«Milliarden-Geschäft mit verzweifelten Frauen»

bbm /  Jetzt kann man an der Börse mit Aktien eines Unternehmens spekulieren, das auf künstliche Befruchtungen spezialisiert ist.

Die Fertilitäts-Industrie sei ein Milliarden-Geschäft mit dem Kinderwunsch von verzweifelten Frauen geworden. Mit der Abhängigkeit vom Aktienmarkt erreiche dieses Geschäft eine neue Dimension, warnen Judy Norsigian und Miriam Zoll in der «Biopolitical Times» und der «New York Times». Norsigian ist Geschäftsführerin der US-Organisation «Our Bodies Ourselves». Miriam Zoll hat erfolglose künstliche Befruchtungen hinter sich.
Unternehmen mit 36 Befruchtungs-Kliniken
Das Klinikunternehmen «Virtus Health», dessen Aktien nun an der Börse gehandelt werden, betreibt in Australien 36 Kliniken für künstliche Befruchtungen. Mehr als ein Drittel aller In-Vitro-Fertilisationen (IVF) in Australien findet in einer dieser Kliniken statt. «Virtus Health» steht jetzt unter dem Druck der Investoren, Wachstum und Gewinne zu erzielen. Es könnte zum Beispiel den Gewinn schmälern, wenn dank besserer Technik weniger Behandlungs-Zyklen nötig würden.

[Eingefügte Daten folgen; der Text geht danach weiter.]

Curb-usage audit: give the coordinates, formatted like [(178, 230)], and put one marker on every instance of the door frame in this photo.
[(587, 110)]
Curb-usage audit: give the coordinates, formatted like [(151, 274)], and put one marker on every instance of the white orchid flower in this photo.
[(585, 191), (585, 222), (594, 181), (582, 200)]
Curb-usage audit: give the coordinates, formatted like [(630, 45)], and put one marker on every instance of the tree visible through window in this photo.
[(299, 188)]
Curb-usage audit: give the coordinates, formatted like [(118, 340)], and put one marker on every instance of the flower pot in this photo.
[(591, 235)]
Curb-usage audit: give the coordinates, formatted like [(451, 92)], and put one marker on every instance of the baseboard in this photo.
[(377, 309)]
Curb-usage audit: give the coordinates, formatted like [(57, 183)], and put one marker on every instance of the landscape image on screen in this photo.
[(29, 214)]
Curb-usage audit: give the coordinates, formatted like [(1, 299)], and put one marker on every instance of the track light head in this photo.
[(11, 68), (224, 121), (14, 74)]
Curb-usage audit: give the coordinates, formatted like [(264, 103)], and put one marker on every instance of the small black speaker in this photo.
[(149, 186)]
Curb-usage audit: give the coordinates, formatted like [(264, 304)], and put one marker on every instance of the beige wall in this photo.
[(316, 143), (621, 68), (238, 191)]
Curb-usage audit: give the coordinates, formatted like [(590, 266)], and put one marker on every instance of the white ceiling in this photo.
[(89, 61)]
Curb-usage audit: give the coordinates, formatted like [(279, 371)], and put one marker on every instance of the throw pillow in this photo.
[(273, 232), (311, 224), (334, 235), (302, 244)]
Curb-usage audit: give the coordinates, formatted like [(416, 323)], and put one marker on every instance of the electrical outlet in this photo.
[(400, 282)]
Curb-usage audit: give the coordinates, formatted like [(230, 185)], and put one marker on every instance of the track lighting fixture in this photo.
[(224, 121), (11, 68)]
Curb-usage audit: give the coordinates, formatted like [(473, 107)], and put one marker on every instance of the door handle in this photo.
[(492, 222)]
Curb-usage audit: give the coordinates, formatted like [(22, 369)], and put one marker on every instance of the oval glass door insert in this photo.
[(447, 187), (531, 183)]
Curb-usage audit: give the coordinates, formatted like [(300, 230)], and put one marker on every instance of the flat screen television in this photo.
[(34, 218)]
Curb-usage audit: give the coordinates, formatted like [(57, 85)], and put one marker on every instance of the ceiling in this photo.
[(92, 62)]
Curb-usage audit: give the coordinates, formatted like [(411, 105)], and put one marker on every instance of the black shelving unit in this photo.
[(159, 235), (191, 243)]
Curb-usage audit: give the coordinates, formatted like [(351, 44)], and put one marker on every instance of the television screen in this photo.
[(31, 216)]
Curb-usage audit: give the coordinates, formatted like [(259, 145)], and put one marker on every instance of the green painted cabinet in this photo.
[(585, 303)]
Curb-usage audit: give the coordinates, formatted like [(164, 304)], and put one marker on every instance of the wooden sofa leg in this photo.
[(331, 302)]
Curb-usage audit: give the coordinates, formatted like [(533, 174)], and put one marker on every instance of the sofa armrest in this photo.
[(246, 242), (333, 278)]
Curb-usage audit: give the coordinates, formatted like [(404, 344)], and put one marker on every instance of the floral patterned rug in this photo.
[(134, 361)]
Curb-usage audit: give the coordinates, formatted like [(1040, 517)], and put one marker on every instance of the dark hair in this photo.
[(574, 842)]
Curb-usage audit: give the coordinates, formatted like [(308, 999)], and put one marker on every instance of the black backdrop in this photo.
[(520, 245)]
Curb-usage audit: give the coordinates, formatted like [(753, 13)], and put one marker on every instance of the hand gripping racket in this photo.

Der Konzern könnte auch versucht sein, die bescheidenen Erfolgsraten von Zeugungen im Reagenzglas schöner darzustellen, um Investoren nicht abzuschrecken. Geschönte Zahlen könnten bei Frauen, die sich ein Kind wünschen, unrealistische Hoffnungen nähren, schreiben Judy Norsigian und Miriam Zoll.
Risiken und Erfolgsaussichten: Frauen sind schlecht informiert
Die «Virtus Health»-Kliniken setzen auf den wachsenden Markt bei den älteren Frauen. Doch mit zunehmendem Alter sinkt die ohnehin tiefe Erfolgsquote bei künstlichen Befruchtungen. Die «European Society for Human Reproduction and Embryology» geht weltweit von einer durchschnittlichen Erfolgsquote von 23 Prozent aus. Von 1,5 Millionen Behandlungszyklen pro Jahr kommen nur 350’000 Kinder zur Welt. Dafür nehmen Frauen viel in Kauf: Die hormonelle Stimulation und die Entnahme von Eizellen sind mit erheblichen gesundheitlichen Risiken verbunden.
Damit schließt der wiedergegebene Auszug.